Arham tersenyum lembut, mencoba memberikan semangat pada adiknya.
“Ingat, setiap orang punya perjalanan dan prosesnya masing-masing. Tidak ada yang instan. Yang terpenting adalah kamu berusaha. Jika kamu merasa kesulitan, jangan ragu untuk bertanya atau minta bantuan. Teman-temanmu pun pasti merasakan hal yang sama,” katanya sambil memandang Sylaa dengan penuh perhatian.
“Jadi, aku tidak sendiri?” Sylaa menatap kakaknya dengan harapan yang mulai tumbuh di matanya.
“Tentu saja tidak. Kampus ini adalah tempat untuk belajar dan saling mendukung. Setiap orang di sini, termasuk dirimu, sedang berusaha mencari jati diri. Yang penting adalah terus bergerak maju dan tidak terjebak dalam ketakutanmu,” jawab Arham, memberikan dorongan yang diperlukan.
Sylaa mengangguk perlahan. “Aku akan mencoba untuk tidak membiarkan pikiran-pikiran negatif itu menguasai diriku,” ujarnya, mulai merasa lebih ringan.
“Bagus! Setiap langkah kecil yang kamu ambil adalah kemajuan. Dan ingat, aku selalu ada untukmu jika kamu butuh dukungan,” Arham berkata sambil memegang bahu Sylaa, berharap hal itu bisa memberikan rasa aman.
Mereka berdua terdiam sejenak, menikmati hamparan laut yang luas dan tenang di depan mereka. Kampus mereka memang tepat berhadapan dengan laut lepas.
Perlahan, keheningan itu terisi dengan harapan baru.
Sylaa merasa seolah ada cahaya yang mulai menerangi kegelapan yang selama ini menyelimuti pikirannya.
“Terima kasih, Kak Arham. Aku akan berusaha lebih baik,” kata Sylaa, dengan senyuman kecil yang kembali terbit di wajahnya.
“Bagus! Dan jika kamu merasa kesulitan, ingatlah untuk tidak menyimpan semuanya sendiri. Bicaralah kepada teman-temanmu, dan jangan ragu untuk meminta bantuan. Kita semua ada di sini untuk saling mendukung,” Arham menjelaskan dengan penuh perhatian.
Sylaa merasa semangatnya kembali tumbuh. Mungkin perjalanan ini tidak akan mudah, tetapi dengan dukungan dari orang-orang terkasih, ia yakin bisa melewati semua tantangan yang ada.
“Aku siap menghadapi semester ini,” gumamnya, kini dengan keyakinan baru.
Mereka pun beranjak dari rooftop, menyusuri jalan kembali ke kampus dengan langkah yang lebih ringan, bersiap untuk menjalani hari-hari baru yang penuh harapan dan tantangan. Nasehat Arhan kepada Sylaa bagaikan hujan pertama di musim kemarau. Menyejukkan dan memberi janji kehidupan.
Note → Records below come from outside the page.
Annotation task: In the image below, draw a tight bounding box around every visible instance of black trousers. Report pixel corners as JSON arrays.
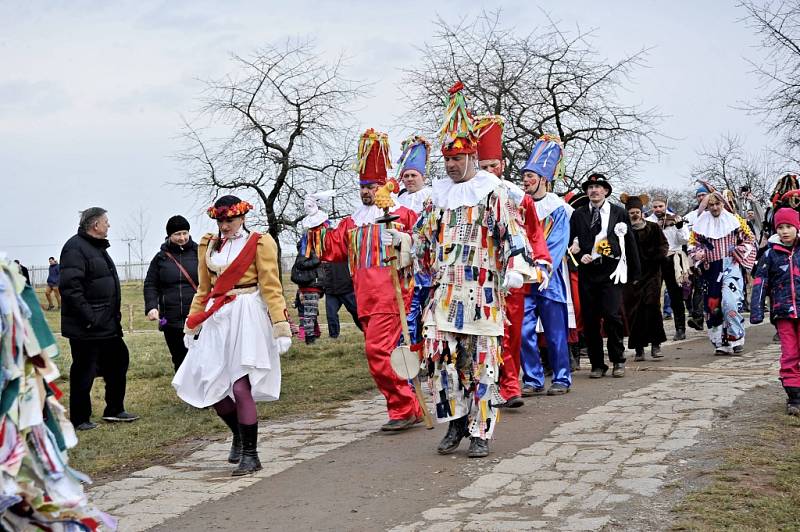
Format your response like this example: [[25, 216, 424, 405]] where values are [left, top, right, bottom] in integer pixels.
[[661, 257, 686, 330], [164, 327, 189, 373], [578, 270, 625, 369], [69, 336, 129, 427], [325, 292, 363, 338]]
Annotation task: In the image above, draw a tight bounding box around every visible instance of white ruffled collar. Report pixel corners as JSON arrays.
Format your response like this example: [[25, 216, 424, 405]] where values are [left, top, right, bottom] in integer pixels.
[[431, 170, 502, 210], [533, 192, 575, 220], [397, 187, 433, 213], [350, 200, 400, 227], [692, 210, 741, 238]]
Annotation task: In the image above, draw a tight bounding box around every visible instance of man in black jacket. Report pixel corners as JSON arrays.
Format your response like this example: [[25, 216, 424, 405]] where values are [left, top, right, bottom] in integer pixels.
[[59, 207, 139, 430], [322, 262, 361, 338], [570, 174, 640, 379], [144, 215, 198, 372]]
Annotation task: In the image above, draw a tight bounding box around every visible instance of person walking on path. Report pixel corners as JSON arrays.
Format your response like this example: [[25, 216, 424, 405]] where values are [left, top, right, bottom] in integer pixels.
[[414, 82, 550, 458], [570, 174, 640, 379], [143, 215, 198, 372], [292, 190, 335, 344], [750, 207, 800, 416], [522, 135, 573, 395], [620, 194, 677, 362], [323, 129, 423, 432], [397, 135, 431, 349], [44, 257, 61, 310], [474, 115, 550, 408], [646, 195, 690, 341], [689, 191, 756, 355], [684, 183, 709, 331], [58, 207, 139, 430], [172, 195, 292, 476]]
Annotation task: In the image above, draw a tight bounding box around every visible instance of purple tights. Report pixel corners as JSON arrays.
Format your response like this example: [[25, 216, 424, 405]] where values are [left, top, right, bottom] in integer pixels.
[[214, 375, 258, 425]]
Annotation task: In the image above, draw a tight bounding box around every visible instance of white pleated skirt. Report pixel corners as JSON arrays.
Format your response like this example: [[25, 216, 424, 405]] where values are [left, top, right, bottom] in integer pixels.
[[172, 292, 281, 408]]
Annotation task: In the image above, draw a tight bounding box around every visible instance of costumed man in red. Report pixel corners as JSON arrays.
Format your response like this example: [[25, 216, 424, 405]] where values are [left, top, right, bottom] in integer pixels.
[[323, 129, 422, 431], [475, 115, 550, 408]]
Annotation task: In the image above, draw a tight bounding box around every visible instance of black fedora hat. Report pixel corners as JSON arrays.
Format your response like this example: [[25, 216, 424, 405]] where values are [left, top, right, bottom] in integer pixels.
[[582, 174, 612, 196]]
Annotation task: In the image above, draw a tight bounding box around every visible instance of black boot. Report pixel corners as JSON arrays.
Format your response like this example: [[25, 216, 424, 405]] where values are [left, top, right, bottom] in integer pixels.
[[231, 423, 261, 477], [219, 410, 242, 464], [436, 416, 467, 454], [783, 386, 800, 416]]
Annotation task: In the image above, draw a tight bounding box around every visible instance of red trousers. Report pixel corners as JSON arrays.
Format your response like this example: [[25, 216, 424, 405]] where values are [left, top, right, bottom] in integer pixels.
[[499, 284, 531, 400], [775, 318, 800, 388], [360, 314, 422, 419]]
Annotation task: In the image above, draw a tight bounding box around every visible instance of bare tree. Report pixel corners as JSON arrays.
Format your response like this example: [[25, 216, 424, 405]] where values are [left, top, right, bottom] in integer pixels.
[[403, 11, 663, 189], [180, 40, 367, 256], [692, 134, 777, 207], [739, 0, 800, 151]]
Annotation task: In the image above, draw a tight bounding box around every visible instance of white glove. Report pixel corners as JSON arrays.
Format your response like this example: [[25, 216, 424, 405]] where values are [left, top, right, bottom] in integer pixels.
[[183, 333, 197, 349], [536, 266, 550, 292], [381, 229, 400, 247], [503, 271, 525, 290], [275, 336, 292, 355]]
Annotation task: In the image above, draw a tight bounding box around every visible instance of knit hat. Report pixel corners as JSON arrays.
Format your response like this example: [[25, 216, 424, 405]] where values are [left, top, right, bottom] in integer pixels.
[[582, 174, 612, 196], [439, 81, 478, 157], [774, 207, 800, 230], [167, 214, 189, 236], [397, 135, 431, 177], [357, 128, 392, 185], [475, 115, 503, 161], [522, 135, 564, 182]]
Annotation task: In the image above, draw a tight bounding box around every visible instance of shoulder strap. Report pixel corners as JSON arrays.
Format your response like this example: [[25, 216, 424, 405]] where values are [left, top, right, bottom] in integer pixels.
[[164, 251, 197, 292]]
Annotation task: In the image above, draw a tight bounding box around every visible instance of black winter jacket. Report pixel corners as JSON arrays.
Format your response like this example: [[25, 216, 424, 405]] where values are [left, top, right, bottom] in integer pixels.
[[322, 262, 353, 295], [144, 240, 197, 329], [58, 231, 122, 340]]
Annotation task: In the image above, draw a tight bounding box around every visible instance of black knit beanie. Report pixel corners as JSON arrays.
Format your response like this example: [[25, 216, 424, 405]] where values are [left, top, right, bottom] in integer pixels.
[[167, 214, 189, 236]]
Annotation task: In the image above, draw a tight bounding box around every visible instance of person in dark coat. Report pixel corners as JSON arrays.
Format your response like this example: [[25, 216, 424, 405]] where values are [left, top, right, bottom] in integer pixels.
[[59, 207, 139, 430], [570, 174, 639, 379], [620, 194, 669, 362], [322, 262, 361, 338], [44, 257, 61, 310], [144, 216, 197, 372]]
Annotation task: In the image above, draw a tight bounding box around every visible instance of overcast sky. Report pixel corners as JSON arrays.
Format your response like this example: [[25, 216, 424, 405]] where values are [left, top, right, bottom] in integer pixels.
[[0, 0, 767, 265]]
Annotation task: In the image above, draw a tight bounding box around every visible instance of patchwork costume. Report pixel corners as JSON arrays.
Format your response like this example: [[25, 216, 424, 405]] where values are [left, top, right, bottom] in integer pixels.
[[689, 192, 756, 354], [414, 83, 538, 456], [521, 135, 573, 391], [475, 115, 550, 402], [323, 129, 422, 421]]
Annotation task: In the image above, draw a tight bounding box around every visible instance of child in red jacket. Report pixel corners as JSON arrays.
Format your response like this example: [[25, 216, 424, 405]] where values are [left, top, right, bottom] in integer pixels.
[[750, 207, 800, 416]]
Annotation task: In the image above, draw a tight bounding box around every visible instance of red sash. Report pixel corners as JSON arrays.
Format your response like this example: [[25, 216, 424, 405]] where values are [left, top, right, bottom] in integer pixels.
[[186, 233, 261, 329]]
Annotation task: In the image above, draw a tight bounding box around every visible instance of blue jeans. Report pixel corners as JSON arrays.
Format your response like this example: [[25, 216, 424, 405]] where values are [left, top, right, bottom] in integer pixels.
[[325, 292, 361, 338]]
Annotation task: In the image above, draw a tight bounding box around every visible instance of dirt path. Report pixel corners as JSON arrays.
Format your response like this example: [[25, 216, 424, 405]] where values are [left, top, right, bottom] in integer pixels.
[[122, 326, 780, 530]]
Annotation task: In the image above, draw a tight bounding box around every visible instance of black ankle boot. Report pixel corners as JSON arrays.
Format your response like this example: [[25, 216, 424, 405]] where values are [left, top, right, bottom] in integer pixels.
[[219, 410, 242, 464], [783, 386, 800, 416], [436, 416, 467, 454], [467, 436, 489, 458], [231, 423, 261, 477]]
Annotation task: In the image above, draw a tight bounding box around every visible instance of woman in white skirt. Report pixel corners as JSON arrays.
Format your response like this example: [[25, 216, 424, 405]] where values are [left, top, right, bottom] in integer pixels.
[[172, 196, 291, 476]]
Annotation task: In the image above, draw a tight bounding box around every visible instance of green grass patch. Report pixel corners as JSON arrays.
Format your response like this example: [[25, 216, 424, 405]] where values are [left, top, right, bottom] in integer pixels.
[[37, 279, 366, 479], [673, 411, 800, 531]]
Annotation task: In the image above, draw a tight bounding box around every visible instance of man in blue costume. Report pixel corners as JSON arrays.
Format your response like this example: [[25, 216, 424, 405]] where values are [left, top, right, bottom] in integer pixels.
[[521, 135, 573, 396]]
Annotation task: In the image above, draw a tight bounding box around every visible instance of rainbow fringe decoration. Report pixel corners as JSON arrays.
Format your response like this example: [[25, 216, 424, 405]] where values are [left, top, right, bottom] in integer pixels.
[[355, 128, 392, 175], [438, 81, 476, 150]]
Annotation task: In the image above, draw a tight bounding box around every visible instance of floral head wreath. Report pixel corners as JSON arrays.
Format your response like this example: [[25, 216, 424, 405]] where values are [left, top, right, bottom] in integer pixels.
[[206, 200, 253, 220]]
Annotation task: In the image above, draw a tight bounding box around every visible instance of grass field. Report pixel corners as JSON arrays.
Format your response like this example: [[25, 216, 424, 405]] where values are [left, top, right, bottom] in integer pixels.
[[32, 284, 374, 480]]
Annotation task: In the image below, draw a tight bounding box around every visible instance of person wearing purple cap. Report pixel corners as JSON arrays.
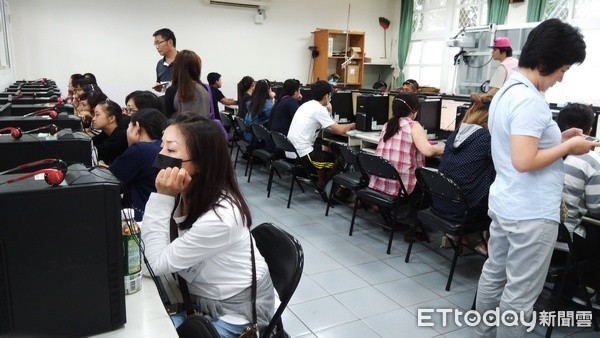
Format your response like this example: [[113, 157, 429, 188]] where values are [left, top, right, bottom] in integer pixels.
[[481, 36, 519, 102]]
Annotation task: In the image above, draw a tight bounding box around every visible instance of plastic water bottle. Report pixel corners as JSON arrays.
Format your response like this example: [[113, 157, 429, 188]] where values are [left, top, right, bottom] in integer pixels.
[[121, 208, 142, 295]]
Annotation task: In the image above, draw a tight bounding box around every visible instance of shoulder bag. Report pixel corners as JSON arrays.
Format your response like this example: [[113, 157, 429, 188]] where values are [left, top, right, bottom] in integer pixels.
[[170, 198, 258, 338]]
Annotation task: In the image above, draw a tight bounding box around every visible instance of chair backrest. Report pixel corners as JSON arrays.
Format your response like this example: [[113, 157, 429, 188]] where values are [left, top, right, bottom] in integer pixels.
[[329, 142, 359, 172], [356, 153, 408, 197], [271, 131, 299, 157], [252, 223, 304, 337], [356, 153, 402, 182], [415, 167, 468, 203], [250, 124, 271, 142], [233, 116, 252, 133]]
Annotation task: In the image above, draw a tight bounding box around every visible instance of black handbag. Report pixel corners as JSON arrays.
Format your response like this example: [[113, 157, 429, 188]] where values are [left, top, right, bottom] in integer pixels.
[[170, 199, 258, 338]]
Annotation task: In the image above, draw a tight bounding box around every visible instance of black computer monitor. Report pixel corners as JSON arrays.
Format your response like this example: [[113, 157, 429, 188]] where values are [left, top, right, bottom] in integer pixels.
[[300, 87, 313, 104], [0, 113, 81, 131], [356, 95, 389, 126], [0, 102, 11, 116], [0, 175, 126, 337], [439, 98, 470, 131], [331, 91, 356, 122], [0, 129, 92, 171], [417, 99, 440, 134]]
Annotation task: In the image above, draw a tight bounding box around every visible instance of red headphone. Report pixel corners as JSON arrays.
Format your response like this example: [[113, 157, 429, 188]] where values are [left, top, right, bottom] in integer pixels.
[[23, 124, 58, 135], [0, 158, 67, 187], [23, 108, 58, 119], [0, 127, 23, 140]]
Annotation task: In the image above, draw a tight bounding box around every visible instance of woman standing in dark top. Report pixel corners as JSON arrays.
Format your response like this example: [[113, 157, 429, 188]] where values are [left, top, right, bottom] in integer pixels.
[[108, 108, 167, 221], [165, 50, 210, 118], [92, 99, 127, 164], [237, 75, 254, 119]]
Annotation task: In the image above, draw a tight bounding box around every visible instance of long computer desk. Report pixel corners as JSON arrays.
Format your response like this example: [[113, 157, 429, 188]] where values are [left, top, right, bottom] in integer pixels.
[[93, 277, 178, 338], [321, 129, 381, 154]]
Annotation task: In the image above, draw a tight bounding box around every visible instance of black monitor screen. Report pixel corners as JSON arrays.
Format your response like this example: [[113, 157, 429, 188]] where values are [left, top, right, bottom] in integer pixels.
[[417, 100, 440, 133], [439, 99, 469, 131], [331, 92, 355, 122], [0, 103, 11, 116], [356, 95, 389, 125], [300, 87, 313, 104]]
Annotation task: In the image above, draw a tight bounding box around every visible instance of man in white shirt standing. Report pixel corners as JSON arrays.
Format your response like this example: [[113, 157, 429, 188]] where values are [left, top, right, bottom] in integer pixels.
[[481, 36, 519, 102], [286, 81, 356, 195]]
“Setiap perjalanan baru seringkali diwarnai rasa takut. Namun, keberanian untuk mencoba dan berinteraksi dengan orang baru, serta pengalaman baru,
bisa mengubah ketakutan tersebut menjadi kekuatan.
Ketika kita percaya pada diri sendiri, kita bisa melampaui batasan yang kita buat.
Dan Semoga semangat dan keyakinan selalu menyertai kita semua dalam menjalani kehidupan.
Teruslah berani untuk mencoba hal-hal yang membuatmu ragu dan takut!”